Children are always unwelcome, except where they can illustrate sociological concepts like the cycle of abuse, or an exegesis of Philip Larkin’s best-known line, or the workings of a sedulously ironic fate: or a trifecta jackpot, viz. Rigoletto, the procurer of virgins for defilement by his boss, inevitably creating in his secretly sequestered “little princess” daughter a creature who can find sexual fulfilment only in being raped by an idealised daddy-figure.

The brazen exception to all this (as to all operatic rules) is Mozart’s Magic Flute of 1791, making a regular December appearance at Covent Garden in David McVicar’s attractive (if solemn) staging. Everyone’s favourite bit of the Flute is the reuniting of half-wit birdman Papageno and his inamorata at the end, where after the definitely likeable Pa-pa-pa stuff they proceed to pop out litters of young right there on stage, a moment that should horrify us as a wilful insult to opera. Even taken as a theatrical metaphor for copious quantities of sex it is still off-colour.

But then, the Flute does that — and yet, while it is not a very good opera by any regular standards, it remains the most beautiful, transforming thing ever to appear on a stage, rivalled only by Shakespeare’s Dream, and the foundation of everything from Fidelio to Parsifal.

And this through the medium of a fatuous fairytale panto equipped with flying boys, drippy earth-bound dragons, magic bells and flutes that make animals and hoodlums dance helplessly away, a jerry-built plot, a hero who does nothing heroic, and a freaky masonic lodge full of lower-middle-businessmen scared of their wives.

Opera is a broad church, whose arcane purposes find expression in items as bewilderingly various as The Mikado, Tristan and Bluebeard, but none tries to do the whole lot in one go, except the Flute.

Its story is essentially irrelevant to the effect in performance — the only effect Mozart cared about, though there is a strong sense he hoped people would see it more than once, one reason why he wrote it for a demotic suburban Viennese theatre where it could play continuously.

Obviously, what turns this salmagundi into one of the foundation texts of civilisation is its music.
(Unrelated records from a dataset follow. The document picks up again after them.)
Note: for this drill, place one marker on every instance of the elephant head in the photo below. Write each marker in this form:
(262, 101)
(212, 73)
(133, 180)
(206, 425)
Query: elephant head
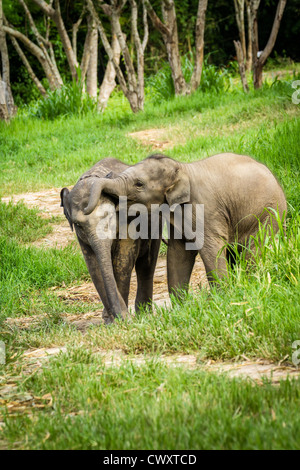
(89, 230)
(155, 180)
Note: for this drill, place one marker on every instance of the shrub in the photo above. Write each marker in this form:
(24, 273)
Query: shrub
(160, 86)
(70, 99)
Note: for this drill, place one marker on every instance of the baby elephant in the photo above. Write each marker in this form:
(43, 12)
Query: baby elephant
(235, 191)
(110, 260)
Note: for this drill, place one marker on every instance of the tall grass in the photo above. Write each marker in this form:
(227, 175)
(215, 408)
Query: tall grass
(69, 100)
(214, 79)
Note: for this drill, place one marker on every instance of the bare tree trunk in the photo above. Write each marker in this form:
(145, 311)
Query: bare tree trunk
(259, 62)
(28, 67)
(249, 59)
(109, 80)
(91, 78)
(133, 88)
(241, 62)
(199, 40)
(239, 6)
(75, 29)
(37, 52)
(169, 32)
(43, 45)
(55, 15)
(7, 101)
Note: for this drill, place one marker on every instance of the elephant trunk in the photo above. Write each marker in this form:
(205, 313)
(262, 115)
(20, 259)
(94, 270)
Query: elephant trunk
(111, 300)
(115, 187)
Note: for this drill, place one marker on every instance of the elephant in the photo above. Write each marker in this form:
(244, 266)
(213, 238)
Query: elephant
(236, 192)
(110, 260)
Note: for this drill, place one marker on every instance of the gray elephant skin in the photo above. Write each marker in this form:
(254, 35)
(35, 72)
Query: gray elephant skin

Somehow Mozart corrals and tames the centrifugal genres of farce, sacred drama, tragedy, romance, each with its appropriate music, and then dares himself to approach and describe the numinous from each angle: the hymns of Sarastro, the ethereal classicism of the three boys, unaffected laments and love-songs, the foolery of Papageno — plus of course the Queen of the Night, shooting out furious sparks into the darkness like a demented Catherine wheel.

Mozart assures us that perfection is already there, paradise is right in front of us if we care to see and grasp it

Mozart’s programme was — after creating the beautiful artifices of the Italian variety for twenty years — to perfect German opera: to address the locals in their language, with music that speaks in the most unmediated way.

The Flute was just the beginning; he had no idea he would be dead five months after writing it, but he certainly meant to pursue in native form what he had accomplished with Figaro, to agitate for a spiritual revolution, a democratisation of the right to love as the basis of a renewed social contract, to bring mystery and magic back into an Enlightenment that had collapsed

In the turmoil of the French Revolution. Tamino avoids Voltaire and Rousseau’s Temples of Reason and Nature in favour of that of Wisdom; Sarastro’s gang celebrates esoteric mysteries; Papageno’s stupid magic bells, in a heart-stopping moment of pure faith, conjure his bride out of thin air.

Mozart wasn’t an idiot; he didn’t believe the world could be made perfect. But (like his secret soulmate William Blake) he assures us that perfection is already there, paradise is right in front of us if we care to see and grasp it. The Flute gives the audience a sudden glimpse of this vision of heaven, and you leave wishing, half-believing it might be so. And yes, I do realise this level of idealism is a bit lefty for you lot, but never fear: you can always go and rebalance your gloomy dharma later with a dose of Chubby Brown or something.